US 11,865,740 B2
Systematic disposal, classification and dynamic procurement of recyclable resin
Swati Murthy, Bangalore (IN); and Rameshwar Gongireddy, Hyderabad (IN)
Assigned to Tata Consultancy Services Limited, Mumbai (IN)
Filed by Tata Consultancy Services Limited, Mumbai (IN)
Filed on Jun. 15, 2021, as Appl. No. 17/348,263.
Claims priority of application No. 202021025088 (IN), filed on Jun. 15, 2020.
Prior Publication US 2022/0019842 A1, Jan. 20, 2022
Int. Cl.

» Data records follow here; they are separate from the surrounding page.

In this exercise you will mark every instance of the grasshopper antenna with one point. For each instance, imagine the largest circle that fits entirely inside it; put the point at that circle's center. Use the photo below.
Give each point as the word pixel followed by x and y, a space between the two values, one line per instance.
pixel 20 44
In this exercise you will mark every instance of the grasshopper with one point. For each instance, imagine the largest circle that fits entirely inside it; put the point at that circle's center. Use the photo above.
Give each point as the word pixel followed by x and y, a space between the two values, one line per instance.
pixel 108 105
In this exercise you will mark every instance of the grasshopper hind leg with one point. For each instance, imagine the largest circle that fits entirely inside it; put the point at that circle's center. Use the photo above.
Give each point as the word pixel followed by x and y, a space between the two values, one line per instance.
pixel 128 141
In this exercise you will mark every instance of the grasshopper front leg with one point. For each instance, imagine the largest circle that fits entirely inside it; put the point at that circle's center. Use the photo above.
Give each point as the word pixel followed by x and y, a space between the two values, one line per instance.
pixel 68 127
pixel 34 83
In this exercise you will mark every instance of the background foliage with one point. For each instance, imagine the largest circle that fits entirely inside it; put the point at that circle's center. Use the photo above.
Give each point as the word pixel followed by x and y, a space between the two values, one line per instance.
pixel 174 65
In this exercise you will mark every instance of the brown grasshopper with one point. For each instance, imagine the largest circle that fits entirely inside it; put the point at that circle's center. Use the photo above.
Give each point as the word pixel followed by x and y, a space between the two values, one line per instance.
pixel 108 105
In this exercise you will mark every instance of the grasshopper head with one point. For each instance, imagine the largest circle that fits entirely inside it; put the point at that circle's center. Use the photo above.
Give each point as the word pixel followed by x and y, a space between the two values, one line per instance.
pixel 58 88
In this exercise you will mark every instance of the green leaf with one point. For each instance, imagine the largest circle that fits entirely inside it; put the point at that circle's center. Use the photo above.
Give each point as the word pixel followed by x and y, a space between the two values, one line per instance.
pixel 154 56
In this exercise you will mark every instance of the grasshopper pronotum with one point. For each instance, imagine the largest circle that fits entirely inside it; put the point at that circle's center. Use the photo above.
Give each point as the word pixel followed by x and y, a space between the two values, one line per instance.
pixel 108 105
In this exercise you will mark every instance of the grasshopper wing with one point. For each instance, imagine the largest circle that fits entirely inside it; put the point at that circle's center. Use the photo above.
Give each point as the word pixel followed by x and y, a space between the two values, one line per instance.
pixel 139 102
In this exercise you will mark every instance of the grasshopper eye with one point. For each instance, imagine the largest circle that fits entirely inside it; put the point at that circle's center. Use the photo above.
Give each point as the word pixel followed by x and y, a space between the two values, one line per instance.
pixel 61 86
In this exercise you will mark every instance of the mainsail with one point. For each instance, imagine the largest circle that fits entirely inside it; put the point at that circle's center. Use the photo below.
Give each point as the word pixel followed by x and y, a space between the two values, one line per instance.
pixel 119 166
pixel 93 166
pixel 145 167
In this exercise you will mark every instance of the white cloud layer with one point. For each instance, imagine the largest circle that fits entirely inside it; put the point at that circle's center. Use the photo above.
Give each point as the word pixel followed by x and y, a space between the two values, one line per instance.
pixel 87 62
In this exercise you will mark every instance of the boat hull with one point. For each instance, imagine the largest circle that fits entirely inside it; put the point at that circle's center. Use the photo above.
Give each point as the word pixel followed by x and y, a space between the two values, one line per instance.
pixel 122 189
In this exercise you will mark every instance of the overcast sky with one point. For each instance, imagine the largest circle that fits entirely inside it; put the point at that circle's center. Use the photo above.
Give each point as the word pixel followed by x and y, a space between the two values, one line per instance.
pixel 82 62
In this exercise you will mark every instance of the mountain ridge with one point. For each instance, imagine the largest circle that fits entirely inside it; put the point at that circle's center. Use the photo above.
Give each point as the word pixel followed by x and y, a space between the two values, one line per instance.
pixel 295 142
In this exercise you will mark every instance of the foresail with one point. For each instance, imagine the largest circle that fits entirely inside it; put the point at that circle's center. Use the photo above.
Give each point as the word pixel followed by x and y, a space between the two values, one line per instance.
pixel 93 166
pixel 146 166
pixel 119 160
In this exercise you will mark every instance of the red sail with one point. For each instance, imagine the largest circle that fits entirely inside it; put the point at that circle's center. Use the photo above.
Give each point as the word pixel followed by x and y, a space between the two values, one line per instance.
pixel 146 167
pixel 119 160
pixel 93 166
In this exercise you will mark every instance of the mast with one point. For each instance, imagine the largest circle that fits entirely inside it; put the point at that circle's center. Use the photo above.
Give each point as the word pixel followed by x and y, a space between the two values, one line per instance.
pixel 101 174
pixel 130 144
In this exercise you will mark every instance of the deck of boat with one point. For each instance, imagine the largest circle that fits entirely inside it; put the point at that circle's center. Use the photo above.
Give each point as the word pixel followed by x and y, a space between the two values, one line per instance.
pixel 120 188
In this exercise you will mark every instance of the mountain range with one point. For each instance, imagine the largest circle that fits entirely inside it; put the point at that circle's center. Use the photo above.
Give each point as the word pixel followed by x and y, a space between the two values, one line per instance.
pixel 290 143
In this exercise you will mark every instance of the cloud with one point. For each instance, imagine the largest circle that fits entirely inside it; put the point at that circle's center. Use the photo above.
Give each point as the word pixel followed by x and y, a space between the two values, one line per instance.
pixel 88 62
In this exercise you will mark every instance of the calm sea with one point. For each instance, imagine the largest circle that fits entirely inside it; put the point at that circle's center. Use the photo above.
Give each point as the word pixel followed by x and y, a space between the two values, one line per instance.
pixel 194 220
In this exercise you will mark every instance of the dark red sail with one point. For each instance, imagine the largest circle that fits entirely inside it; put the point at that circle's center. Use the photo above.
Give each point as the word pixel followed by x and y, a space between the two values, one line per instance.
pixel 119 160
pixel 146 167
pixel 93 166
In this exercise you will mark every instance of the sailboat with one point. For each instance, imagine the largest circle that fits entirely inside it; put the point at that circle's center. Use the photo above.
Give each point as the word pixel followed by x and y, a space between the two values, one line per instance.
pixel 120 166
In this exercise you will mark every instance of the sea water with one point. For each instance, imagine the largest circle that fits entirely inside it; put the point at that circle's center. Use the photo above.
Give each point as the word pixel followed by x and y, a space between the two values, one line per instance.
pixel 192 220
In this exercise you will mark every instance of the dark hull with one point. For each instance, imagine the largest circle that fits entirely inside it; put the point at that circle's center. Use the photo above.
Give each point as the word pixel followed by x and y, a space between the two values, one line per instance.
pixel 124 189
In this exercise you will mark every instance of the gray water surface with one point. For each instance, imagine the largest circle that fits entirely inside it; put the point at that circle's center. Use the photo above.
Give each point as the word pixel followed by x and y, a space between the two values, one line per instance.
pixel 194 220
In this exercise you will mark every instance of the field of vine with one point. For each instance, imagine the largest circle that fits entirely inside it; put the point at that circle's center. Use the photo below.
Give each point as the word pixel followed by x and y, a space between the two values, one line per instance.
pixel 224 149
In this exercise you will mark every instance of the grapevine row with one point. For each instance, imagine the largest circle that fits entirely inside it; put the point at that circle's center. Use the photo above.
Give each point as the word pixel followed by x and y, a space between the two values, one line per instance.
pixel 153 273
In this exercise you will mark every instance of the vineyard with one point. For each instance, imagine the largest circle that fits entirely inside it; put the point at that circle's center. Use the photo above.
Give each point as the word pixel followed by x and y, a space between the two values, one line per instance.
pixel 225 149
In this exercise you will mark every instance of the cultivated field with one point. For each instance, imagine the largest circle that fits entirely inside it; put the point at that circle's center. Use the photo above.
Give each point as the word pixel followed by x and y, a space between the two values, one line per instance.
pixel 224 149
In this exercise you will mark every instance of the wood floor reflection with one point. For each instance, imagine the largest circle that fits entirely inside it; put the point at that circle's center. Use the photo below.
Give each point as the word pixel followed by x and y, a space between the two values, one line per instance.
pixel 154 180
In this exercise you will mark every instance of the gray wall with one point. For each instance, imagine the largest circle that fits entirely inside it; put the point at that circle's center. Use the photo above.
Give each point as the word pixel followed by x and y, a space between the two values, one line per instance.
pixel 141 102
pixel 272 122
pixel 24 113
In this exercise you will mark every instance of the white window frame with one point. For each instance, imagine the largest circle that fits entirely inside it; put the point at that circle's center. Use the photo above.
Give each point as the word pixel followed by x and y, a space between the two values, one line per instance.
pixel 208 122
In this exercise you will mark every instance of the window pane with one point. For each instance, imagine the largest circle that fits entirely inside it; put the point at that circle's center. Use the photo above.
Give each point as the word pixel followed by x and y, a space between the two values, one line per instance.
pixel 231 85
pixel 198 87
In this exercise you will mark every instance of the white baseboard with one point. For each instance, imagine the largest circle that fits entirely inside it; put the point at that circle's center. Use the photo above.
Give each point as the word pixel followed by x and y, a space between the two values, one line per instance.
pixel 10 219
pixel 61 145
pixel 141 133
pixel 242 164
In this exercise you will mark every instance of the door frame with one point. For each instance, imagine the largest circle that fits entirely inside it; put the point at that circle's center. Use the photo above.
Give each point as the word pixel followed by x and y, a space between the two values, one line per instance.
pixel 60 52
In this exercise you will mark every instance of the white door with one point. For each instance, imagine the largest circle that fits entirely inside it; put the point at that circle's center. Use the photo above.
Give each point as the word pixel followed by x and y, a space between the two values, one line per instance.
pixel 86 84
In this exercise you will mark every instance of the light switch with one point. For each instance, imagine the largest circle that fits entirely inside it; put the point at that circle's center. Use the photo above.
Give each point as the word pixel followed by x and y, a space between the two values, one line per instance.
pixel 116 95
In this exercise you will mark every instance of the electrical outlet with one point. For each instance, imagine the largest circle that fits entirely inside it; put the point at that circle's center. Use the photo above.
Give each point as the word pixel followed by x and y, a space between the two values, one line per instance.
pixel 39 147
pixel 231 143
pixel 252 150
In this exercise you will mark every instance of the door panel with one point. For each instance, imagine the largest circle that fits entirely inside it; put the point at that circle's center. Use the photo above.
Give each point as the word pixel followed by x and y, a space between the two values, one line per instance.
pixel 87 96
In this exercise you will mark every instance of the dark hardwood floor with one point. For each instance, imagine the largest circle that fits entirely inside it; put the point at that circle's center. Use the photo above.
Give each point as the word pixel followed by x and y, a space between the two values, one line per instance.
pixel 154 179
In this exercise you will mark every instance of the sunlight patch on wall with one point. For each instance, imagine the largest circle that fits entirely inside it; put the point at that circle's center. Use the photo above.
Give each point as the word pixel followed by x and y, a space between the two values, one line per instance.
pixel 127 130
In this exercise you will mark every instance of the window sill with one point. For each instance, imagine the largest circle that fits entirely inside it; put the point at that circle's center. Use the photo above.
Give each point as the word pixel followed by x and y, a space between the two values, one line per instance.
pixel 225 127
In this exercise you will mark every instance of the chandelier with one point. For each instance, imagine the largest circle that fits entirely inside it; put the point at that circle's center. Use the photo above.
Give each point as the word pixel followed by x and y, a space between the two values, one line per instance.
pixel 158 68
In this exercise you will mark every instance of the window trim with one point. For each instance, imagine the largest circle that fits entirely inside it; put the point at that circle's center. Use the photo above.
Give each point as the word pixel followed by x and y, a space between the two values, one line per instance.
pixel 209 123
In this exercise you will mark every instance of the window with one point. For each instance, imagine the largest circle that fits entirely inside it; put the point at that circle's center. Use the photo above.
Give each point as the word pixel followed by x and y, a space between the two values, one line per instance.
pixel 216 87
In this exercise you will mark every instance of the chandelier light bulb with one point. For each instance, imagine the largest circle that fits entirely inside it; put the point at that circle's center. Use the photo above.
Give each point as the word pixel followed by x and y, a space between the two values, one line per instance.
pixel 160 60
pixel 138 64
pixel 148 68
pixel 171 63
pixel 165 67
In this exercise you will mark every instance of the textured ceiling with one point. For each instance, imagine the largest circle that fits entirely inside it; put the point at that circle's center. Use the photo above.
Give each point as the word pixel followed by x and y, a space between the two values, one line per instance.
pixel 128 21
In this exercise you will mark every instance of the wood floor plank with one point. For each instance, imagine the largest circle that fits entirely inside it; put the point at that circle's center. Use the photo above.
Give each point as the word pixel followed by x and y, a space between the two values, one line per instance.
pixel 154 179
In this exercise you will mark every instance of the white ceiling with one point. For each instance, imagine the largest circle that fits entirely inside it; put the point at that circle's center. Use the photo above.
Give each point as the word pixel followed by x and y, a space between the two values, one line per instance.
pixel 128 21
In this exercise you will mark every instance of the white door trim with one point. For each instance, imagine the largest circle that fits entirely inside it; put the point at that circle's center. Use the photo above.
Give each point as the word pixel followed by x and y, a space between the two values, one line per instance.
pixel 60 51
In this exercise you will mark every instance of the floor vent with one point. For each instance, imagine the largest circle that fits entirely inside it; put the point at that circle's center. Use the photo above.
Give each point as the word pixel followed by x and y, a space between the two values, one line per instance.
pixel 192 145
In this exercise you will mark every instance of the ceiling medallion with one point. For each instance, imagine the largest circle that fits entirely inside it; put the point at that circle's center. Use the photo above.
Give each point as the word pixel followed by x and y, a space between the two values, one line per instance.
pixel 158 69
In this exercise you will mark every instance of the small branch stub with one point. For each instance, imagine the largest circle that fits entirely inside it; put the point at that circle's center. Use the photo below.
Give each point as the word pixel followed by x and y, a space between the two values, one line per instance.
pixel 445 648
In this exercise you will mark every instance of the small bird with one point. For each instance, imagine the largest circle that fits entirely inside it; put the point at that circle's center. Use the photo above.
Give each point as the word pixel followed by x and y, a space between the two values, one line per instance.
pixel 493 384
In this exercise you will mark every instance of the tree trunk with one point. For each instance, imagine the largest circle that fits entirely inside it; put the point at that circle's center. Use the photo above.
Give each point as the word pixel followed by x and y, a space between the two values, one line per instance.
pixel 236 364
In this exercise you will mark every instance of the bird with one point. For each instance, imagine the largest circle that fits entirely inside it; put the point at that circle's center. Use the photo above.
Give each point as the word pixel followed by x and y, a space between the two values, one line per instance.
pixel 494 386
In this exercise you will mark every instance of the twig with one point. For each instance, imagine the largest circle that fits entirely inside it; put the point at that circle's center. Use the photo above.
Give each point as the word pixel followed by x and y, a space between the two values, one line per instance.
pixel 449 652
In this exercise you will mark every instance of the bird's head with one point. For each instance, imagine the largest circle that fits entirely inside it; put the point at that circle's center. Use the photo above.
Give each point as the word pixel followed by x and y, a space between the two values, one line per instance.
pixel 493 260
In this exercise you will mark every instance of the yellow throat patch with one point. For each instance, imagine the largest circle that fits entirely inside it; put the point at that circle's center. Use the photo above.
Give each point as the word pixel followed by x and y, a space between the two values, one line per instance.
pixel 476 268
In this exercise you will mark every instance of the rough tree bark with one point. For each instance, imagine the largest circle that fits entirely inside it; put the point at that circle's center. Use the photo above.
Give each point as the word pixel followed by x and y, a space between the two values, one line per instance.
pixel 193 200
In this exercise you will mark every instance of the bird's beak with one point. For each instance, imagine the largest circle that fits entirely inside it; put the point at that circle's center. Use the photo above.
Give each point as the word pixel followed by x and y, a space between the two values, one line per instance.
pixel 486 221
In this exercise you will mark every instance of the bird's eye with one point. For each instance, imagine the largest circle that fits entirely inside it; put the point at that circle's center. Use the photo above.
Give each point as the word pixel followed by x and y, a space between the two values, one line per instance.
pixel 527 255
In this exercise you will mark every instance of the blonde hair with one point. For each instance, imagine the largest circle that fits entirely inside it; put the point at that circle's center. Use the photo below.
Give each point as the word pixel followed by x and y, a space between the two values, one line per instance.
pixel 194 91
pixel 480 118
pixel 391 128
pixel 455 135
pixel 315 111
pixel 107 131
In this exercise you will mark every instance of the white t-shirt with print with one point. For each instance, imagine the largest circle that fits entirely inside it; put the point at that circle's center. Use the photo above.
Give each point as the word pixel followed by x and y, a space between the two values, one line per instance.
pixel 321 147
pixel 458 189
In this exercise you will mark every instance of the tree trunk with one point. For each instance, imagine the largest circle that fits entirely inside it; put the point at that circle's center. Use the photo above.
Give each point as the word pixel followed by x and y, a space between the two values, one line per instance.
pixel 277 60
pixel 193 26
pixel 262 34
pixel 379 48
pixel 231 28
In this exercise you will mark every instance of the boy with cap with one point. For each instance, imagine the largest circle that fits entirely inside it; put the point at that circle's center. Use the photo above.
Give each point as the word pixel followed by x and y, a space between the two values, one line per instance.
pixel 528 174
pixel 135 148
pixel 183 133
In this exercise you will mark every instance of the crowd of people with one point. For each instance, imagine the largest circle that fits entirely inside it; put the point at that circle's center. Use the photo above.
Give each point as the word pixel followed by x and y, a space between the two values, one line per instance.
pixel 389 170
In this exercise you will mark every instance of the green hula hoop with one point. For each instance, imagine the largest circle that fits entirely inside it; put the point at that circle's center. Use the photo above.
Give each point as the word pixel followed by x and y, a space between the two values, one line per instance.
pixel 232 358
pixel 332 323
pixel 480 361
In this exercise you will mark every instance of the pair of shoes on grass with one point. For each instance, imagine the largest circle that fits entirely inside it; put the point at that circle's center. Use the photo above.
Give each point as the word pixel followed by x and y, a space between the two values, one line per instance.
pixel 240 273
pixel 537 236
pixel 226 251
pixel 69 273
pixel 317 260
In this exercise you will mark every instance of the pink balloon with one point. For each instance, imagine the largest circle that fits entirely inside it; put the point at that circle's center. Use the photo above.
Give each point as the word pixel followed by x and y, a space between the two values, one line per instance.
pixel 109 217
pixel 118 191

B29B 17/02 (2006.01); G06V 10/44 (2022.01); G06N 3/04 (2023.01); G06N 3/08 (2023.01); G06F 18/2413 (2023.01); G06V 10/82 (2022.01)
CPC B29B 17/02 (2013.01) [G06F 18/2413 (2023.01); G06N 3/04 (2013.01); G06N 3/08 (2013.01); G06V 10/454 (2022.01); G06V 10/82 (2022.01)] 9 Claims
OG exemplary drawing
 
1. A processor implemented method, comprising:
obtaining, via one or more hardware processors, plurality of input images of a plastic item using an image sensor, a location of the plastic item using a location sensor, and weight of the plastic item using a weight sensor;
predicting, by a trained Convolutional Neural Network (CNN) model, a type of resin associated with the plastic item, based on the plurality of input images, the location and the weight of the plastic item, via the one or more hardware processors, wherein training the CNN model comprises:
receiving a training data at the CNN model, the training data comprising a plurality of training images captured through various orientations of a plurality of plastic items, and weight and location data of the plurality of plastic items,
extracting, by using a plurality of filters, a plurality of features from the training data by processing an image data associated with the plurality of input images to obtain a plurality of physical attributes, and processing non-image data comprising the weight and location of the plurality of plastic items, wherein the image data is processed by a convolution component of the CNN model and the non-image data is processed by a feedforward component of the CNN model, and wherein one or more localized areas of the plurality of training images are computed through Histogram of Oriented Gradients;
mapping the plurality of features with a set of resin identification codes based on the plurality of physical attributes to identify a label for the plastic item, wherein the label comprises a type of resin of the plastic item; and
associating the type of resin associated with the plastic items of the training data based on the plurality of features; and
sharing, via the one or more hardware processors, the type of resin, weight and location of the plastic item with a sever.